Pursuant to the AMBS legislation, the assets of a fund or MFI are segregated from the assets of their founder, servicer and originators, and cannot be disposed of for any purpose whatsoever, even if the management or audit of their founder, servicer or the originators are transferred to public authorities. They cannot be subject to attachment, made subject to interim injunction or included in the bankruptcy estate even for the collection of public receivables until the AMBSs are redeemed in full. Neither can assets of the fund nor MFI be pledged or otherwise designated as collateral except for the purpose of taking loans, entering into derivative transactions or similar transactions on behalf of the fund or MFI. Furthermore, pursuant to the AMBS legislation, the founder or MFI, or legal entities that are permitted to be founders, can partially or fully guarantee the payments. Payments can also be partially or fully insured by insurance companies.

There are certain requirements related to security. For example, where the asset is auto loan or mortgage, the related registry records should show that the pledgee is the fund or MFI based on the transfer from the originator to the fund.

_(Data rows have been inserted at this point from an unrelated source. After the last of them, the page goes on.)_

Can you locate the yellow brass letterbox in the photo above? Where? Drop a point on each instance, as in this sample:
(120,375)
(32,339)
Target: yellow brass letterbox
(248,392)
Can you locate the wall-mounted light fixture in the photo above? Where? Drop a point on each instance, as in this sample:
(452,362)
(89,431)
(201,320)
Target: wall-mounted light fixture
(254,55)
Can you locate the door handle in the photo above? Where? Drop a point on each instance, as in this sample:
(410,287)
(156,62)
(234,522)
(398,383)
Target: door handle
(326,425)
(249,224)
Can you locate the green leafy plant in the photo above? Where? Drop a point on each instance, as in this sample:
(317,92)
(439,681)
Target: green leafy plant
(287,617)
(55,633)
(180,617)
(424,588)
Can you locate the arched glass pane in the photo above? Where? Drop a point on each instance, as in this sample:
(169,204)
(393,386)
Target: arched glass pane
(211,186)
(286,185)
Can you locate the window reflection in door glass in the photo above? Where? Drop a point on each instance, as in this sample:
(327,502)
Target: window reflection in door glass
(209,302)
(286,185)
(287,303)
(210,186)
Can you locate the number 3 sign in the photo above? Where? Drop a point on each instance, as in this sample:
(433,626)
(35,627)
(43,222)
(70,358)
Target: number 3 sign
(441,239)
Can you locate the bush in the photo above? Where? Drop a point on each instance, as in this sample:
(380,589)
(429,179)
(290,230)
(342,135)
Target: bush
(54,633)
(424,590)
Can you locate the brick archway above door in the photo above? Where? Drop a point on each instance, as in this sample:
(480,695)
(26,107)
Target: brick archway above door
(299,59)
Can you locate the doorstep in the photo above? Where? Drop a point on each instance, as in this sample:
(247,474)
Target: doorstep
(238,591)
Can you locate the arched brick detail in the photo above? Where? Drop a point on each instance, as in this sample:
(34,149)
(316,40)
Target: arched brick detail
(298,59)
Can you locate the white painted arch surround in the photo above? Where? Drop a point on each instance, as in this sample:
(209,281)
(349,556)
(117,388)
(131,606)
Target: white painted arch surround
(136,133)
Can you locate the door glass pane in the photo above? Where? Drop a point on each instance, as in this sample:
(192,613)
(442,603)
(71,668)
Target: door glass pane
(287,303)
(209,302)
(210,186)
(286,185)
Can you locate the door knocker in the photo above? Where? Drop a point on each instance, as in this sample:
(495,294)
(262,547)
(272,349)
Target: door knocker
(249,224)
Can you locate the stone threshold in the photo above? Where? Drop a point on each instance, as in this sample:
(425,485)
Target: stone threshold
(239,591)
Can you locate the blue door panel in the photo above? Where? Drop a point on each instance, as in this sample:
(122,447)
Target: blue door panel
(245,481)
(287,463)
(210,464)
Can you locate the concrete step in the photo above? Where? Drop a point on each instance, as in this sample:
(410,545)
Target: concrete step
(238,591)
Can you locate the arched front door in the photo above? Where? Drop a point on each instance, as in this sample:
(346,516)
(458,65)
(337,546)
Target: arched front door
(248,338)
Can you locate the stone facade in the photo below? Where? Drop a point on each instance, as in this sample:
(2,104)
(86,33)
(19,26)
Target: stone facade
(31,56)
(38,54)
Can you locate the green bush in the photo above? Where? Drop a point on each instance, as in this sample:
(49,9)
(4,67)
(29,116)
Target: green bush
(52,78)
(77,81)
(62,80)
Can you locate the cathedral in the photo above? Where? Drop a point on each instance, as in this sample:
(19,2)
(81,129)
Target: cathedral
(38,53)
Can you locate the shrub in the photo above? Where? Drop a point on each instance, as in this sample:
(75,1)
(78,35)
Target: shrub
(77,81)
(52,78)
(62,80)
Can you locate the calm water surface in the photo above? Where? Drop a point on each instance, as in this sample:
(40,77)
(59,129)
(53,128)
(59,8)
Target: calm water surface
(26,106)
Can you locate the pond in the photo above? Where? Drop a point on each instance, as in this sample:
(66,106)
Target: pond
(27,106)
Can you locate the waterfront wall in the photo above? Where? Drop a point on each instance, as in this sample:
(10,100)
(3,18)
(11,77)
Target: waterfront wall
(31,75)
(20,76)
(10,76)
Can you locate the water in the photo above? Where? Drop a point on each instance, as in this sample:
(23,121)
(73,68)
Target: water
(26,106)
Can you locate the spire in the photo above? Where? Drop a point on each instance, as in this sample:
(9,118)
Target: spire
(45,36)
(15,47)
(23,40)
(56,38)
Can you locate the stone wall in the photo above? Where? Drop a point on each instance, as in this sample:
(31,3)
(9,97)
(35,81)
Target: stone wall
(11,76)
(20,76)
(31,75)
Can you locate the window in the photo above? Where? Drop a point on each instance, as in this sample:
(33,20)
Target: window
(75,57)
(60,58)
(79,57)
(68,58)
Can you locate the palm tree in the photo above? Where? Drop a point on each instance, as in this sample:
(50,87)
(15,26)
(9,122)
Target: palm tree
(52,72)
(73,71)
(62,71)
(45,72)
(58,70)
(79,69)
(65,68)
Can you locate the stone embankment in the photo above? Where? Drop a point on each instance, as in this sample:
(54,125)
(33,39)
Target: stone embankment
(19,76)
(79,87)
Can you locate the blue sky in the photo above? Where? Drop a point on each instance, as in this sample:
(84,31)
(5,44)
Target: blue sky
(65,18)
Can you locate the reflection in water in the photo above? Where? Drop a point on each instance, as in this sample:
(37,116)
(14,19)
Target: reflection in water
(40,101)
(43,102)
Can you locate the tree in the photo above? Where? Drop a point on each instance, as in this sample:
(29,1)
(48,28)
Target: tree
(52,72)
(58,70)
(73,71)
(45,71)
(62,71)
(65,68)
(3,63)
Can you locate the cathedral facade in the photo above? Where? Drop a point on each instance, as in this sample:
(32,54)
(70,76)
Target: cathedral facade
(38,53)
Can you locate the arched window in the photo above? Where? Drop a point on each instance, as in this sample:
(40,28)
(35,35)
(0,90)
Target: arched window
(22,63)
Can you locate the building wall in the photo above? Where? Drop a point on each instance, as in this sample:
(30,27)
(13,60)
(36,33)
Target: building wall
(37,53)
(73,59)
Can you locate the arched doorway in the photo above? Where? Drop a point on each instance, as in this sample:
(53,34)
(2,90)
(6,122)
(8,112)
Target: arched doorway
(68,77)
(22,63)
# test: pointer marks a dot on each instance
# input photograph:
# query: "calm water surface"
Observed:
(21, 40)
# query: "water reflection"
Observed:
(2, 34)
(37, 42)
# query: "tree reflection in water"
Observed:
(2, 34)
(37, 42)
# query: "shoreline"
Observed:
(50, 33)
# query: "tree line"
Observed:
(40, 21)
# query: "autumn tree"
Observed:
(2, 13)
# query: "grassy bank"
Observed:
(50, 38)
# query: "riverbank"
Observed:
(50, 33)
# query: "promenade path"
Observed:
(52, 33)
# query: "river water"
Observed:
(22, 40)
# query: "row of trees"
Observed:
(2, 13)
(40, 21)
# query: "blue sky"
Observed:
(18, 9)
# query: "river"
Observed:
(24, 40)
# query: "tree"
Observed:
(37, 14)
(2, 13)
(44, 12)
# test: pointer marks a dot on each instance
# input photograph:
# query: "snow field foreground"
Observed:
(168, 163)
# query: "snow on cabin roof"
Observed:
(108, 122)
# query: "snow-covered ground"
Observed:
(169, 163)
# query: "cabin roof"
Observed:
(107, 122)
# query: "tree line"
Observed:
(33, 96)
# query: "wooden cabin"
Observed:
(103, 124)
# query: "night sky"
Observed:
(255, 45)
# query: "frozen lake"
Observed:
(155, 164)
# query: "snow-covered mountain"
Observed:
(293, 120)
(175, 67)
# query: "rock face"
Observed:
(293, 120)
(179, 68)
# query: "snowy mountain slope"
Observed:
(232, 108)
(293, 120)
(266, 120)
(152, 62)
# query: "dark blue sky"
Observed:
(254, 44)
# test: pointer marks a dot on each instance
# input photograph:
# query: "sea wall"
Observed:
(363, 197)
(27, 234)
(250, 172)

For offshore securitisation transactions, DPRs have been the most common asset used to date as per our foregoing explanations. Therefore, the ownership of the SPV is secured with acknowledgements executed by the correspondent banks of the originator as well as the pledge arrangements. Accordingly, the correspondent banks transfer the collections directly to the SPV’s account, which is pledged (in the name of the indenture trustee) for the benefit of the investors.

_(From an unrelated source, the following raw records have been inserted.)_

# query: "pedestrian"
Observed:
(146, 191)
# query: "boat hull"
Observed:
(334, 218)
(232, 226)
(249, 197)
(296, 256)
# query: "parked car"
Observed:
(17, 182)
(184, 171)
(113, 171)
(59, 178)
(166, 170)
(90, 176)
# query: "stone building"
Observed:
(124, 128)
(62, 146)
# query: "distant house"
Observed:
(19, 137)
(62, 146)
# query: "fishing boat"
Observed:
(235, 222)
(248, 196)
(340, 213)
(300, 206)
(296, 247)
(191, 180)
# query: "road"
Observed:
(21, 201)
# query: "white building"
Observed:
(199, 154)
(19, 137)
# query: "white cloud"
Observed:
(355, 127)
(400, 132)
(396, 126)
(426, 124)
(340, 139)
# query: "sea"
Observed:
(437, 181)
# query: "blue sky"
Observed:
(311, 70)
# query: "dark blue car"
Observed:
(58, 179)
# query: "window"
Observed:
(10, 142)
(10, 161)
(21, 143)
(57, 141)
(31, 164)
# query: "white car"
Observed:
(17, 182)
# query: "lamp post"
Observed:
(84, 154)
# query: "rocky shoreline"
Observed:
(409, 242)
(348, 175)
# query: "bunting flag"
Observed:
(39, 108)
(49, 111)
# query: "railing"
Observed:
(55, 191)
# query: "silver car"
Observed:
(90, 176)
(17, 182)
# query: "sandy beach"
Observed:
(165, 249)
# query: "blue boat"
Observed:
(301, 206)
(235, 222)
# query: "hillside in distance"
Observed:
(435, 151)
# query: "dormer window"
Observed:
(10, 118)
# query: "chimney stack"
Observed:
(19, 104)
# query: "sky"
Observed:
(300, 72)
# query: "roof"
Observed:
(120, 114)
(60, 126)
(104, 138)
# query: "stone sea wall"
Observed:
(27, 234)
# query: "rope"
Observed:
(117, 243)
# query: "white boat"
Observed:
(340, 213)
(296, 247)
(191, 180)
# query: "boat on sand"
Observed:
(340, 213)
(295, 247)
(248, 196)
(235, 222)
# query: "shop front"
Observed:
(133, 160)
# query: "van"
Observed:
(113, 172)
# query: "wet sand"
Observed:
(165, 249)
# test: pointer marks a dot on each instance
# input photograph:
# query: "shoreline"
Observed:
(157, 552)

How is the interest of investors in a securitisation in the underlying security perfected in your jurisdiction?

See question 25.


How do investors enforce their security interest?

For the purpose of AMBS legislation, since the fund or MFI owns the assets to be used exclusively to repay the notes, the investors can always make recourse to such assets in case any default occurs on the notes. However, certain regulatory protection exists. Accordingly, in the event that the issuer suffers from repayment difficulties as a consequence of the failure of its board to duly perform its duties under the Communiqué, the CMB may require the board to be changed. If the repayment difficulties continue even after such change, the CMB may determine transfer of the issuer to another bank, MFI or intermediary institution. However, if the founder has provided a sufficient guarantee, the founder can continue repaying in accordance with the repayment terms. To sum up, investors can make recourse to the founder for the repayments that cannot be met from the proceeds of the portfolio assets.

Commingling risk

Is commingling risk relating to collections an issue in your jurisdiction?

As per the AMBS legislation, it is clearly indicated that assets of the fund or the MFI are separate from assets of the originator, the founder or the MFI. Also, the collections from the portfolio are assets of the fund or MFI and shall be transferred to a separate bank account opened in the name of the fund or MFI, promptly after collection. Therefore, in theory, there is no commingling risk since the collections directly pass to the fund or MFI.

For offshore securitisations, since DPRs have been heavily used as asset types that do not comingle in the assets of the originator by nature, comingling risk has not been a major concern. For other asset types, it is of importance to ensure separation or actual transfer of the assets to SPV with sufficient control in practice in order to avoid any comingling risk or challenging arguments of assignment or sale since there is not clear legislative protection for offshore securitisations.